Web 服务器网关接口(WSGI)是 Web 服务器软件和用 Python 编写的 Web 应用程序之间的标准接口。 wsgiref 是 PEP 333 定义的 WSGI 规范的实现,可用于向 Web 服务器或框架添加 WSGI 支持。wsgiref 提供了以下几个功能:
from wsgiref.simple_server import make_server
def hello_world_app(environ, start_response):
"""每个 WSGI 应用程序都应该有一个 Application 对象,一个接受
evirion 和 start_response 参数的 callable(可调用)对象
"""
status = "200 OK"
headers = [('Content-Type', 'text/plain; chartset=utf-8')]
start_response(status, headers)
return [b'Hello, World']
httpd = make_server('', 8000, hello_world_app)
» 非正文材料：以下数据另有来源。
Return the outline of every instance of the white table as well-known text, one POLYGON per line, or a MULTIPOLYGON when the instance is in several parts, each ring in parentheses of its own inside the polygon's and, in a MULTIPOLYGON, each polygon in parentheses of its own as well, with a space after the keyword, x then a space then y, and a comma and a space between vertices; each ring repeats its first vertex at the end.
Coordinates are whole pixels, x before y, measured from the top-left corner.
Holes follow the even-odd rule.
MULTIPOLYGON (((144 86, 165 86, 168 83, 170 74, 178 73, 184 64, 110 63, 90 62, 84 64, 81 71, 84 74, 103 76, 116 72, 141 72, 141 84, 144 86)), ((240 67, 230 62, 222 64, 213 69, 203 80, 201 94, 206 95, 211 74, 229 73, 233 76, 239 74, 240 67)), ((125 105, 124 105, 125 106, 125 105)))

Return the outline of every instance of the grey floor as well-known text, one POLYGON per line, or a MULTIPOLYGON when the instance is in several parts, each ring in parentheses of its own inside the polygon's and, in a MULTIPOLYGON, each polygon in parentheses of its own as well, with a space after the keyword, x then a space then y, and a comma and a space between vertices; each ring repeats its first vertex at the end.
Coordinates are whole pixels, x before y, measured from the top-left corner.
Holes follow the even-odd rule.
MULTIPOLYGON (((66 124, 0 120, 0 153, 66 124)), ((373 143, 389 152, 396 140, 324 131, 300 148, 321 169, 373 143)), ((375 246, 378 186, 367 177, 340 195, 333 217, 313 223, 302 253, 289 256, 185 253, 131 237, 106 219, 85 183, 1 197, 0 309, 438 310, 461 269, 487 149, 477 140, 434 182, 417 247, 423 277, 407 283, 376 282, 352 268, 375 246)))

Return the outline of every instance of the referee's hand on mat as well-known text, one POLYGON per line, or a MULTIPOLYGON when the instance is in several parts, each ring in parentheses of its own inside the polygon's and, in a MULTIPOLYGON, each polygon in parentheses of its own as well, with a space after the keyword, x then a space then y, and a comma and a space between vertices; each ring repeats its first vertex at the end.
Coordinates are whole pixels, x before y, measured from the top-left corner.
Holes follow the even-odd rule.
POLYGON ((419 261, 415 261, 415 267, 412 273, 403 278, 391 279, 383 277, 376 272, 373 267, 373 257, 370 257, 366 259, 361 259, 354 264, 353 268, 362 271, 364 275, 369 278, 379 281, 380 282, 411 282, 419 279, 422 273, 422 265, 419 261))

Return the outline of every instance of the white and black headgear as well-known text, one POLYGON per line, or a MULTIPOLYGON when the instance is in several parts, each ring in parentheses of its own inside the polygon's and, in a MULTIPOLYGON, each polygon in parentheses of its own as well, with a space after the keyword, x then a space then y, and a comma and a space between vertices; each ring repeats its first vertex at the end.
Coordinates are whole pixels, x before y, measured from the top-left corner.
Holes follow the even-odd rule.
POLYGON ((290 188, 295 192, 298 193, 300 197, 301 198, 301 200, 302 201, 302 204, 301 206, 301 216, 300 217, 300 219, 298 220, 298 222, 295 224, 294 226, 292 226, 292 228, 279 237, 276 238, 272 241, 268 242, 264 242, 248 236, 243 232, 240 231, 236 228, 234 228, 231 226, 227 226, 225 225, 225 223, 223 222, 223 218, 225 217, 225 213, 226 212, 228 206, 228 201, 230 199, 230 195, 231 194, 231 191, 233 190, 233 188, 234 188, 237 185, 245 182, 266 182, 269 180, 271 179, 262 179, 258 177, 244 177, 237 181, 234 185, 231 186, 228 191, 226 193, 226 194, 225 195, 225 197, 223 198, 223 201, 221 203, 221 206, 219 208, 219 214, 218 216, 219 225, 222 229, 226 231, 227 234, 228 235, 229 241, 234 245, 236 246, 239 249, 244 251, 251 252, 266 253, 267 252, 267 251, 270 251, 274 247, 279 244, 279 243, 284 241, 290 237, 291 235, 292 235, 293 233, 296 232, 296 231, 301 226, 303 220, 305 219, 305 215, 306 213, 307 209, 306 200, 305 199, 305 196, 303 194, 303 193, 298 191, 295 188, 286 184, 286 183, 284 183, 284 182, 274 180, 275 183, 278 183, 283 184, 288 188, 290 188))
print('Serving on port 8000 ...')
# 服务直到进程被 killed
httpd.serve_forever()
运行上面一段代码,使用 curl -i localhost:8000 访问,结果如下所示:
$ python test_wsgiref.py
Serving on port 8000 ...
127.0.0.1 - - [20/Oct/2018 15:10:13] "GET / HTTP/1.1" 200 12
$ curl -i localhost:8000
HTTP/1.0 200 OK
Date: Sat, 20 Oct 2018 07:10:13 GMT
Server: WSGIServer/0.1 Python/2.7.10
Content-Type: text/plain; chartset=utf-8
Content-Length: 12
Hello, World%
可以去 github 的 cpython 项目找到 wsgiref 的源码,下面是 wsgiref 的代码结构
.
├── __init__.py
├── handlers.py
├── headers.py
├── simple_server.py
├── util.py
└── validate.py
* util -- Miscellaneous useful functions and wrappers
* 一些有用的函数和包装器
* headers -- Manage response headers
* response 头部处理的逻辑
* handlers -- base classes for server/gateway implementations
* 服务端/网关 实现的基类(核心处理部分)
* simple_server -- a simple BaseHTTPServer that supports WSGI
* 一个简单的 WSGI HTTP服务端
* validate -- validation wrapper that sits between an app and a server to detect errors in either
* app 和 server 之间的包装器,用于检测其中的错误
前面简单示例中,使用了 simple_server 模块的 make_server 函数来开启一个 WSGI 服务器,所以先从这里当做入口,来看看 make_server 的源码实现:
def make_server(
host, port, app, server_class=WSGIServer, handler_class=WSGIRequestHandler
):
"""Create a new WSGI server listening on `host` and `port` for `app`"""
# 初始化 WSGIServer 实例
# WSGIServer -> HTTPServer.__init__
# -> TCPServer.__init__
# -> TCPServer.server_bind
# -> TCPServer.socket.bind (socket绑定监听地址)
# -> TCPServer.socker_activate
# -> TCPServer.socket.listen (开始 TCP 监听)
server = server_class((host, port), handler_class)
server.set_app(app)
return server
从代码看到,这段函数的作用是,监听主机 host 的 port 端口,当收到客户端的请求后,经过 WSGIServer 和 WSGIRequestHandler 处理后,再把处理后的请求发送给 app 应用程序,app 返回请求的结果。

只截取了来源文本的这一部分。